Santurkar et al. (2023), Whose Opinions Do Language Models Reflect? ICML. Demonstrates that RLHF shifts model outputs toward the opinion distributions of specific demographic groups: particularly those overrepresented among annotators. For social scientists using LLMs to simulate human responses or measure public opinion, this finding is critical: the model’s “opinions” are partly an artifact of whose preferences shaped its training.

Prompting as Experimental Design

The prompting techniques covered in this module are not just practical tools: they are methodological choices with direct implications for research validity.

Ziems et al. (2024), Can Large Language Models Transform Computational Social Science? Computational Linguistics. A comprehensive review of LLM applications across computational social science that treats prompt design as experimental design. The paper emphasises that methodological validity in CSS requires the same attention to instrument design that traditional social science demands: and that LLMs introduce new validity concerns (prompt sensitivity, model opacity, temporal instability) alongside their capabilities.

Argyle et al. (2023), Out of One, Many: Using Language Models to Simulate Human Samples. Political Analysis. Demonstrates that prompt framing: how you specify a persona’s demographic characteristics, backstory, and context: substantially determines the distribution of simulated survey responses. Under carefully controlled prompting, LLMs can approximate some population-level patterns, but the prompt is doing much of the work. This connects the prompting techniques from this module directly to the question of whether LLM outputs can stand in for human data.

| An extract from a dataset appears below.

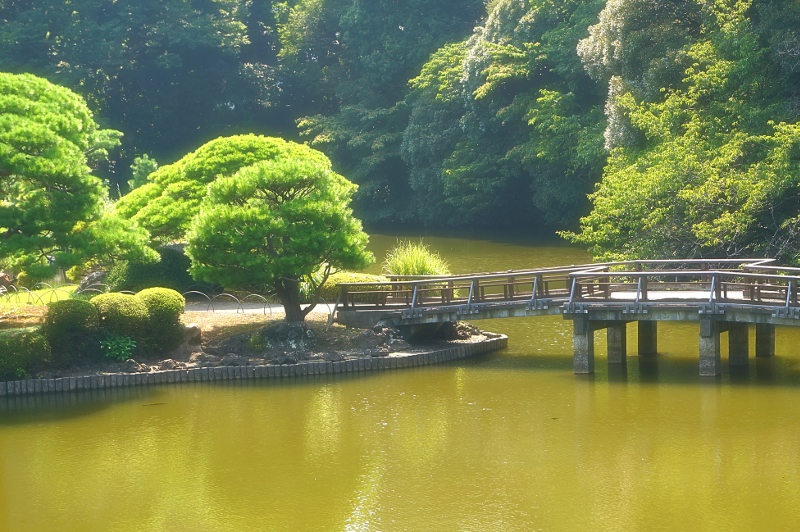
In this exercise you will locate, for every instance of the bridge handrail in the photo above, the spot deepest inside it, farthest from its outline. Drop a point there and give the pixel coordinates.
(758, 278)
(716, 278)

Reasoning & Analytical Complexity

Huang & Chang (2023), Towards Reasoning in Large Language Models: A Survey. Findings of ACL. Surveys the reasoning capabilities and limitations of large language models. For social science applications, the key finding is that chain-of-thought prompting can improve performance on nuanced text annotation tasks: detecting implicit sentiment, sarcasm, or framing in political text: where direct classification tends to miss subtlety. However, the survey also cautions that model-generated reasoning is not always faithful to the model’s actual computation; the “explanation” may be a post-hoc rationalisation rather than a transparent reasoning trace.

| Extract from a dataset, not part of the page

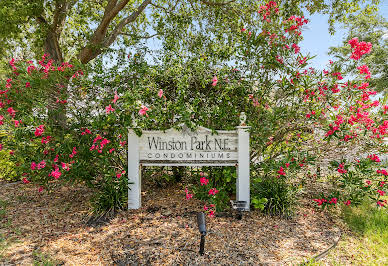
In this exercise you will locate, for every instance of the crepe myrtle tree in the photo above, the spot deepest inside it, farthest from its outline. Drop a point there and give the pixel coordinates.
(205, 74)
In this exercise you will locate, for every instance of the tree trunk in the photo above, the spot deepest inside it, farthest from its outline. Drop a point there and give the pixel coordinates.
(56, 111)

Evaluation as Research Design

Weber & Reichardt (2023), Evaluation is All You Need. Offers a framework for thinking about LLM evaluation in social science contexts. The central argument: benchmark thinking translates directly to research design. Just as you would not trust a survey instrument without validating it, you should not trust an LLM classifier without building a task-specific evaluation. The paper provides practical guidance on constructing domain-specific evaluations before committing to a model.

Key Takeaway

The foundations covered in this module: post-training, prompting, reasoning, and evaluation: are not just technical prerequisites. They are methodological decisions that directly affect research validity. Alignment shapes what perspectives models represent. Prompt design defines your construct. Reasoning techniques trade cost for accuracy. Evaluation practices determine whether your results are trustworthy. The subsequent modules build directly on these tools: Day 3 covers classification pipelines at scale, validation frameworks, and the decision of when to fine-tune instead of prompt.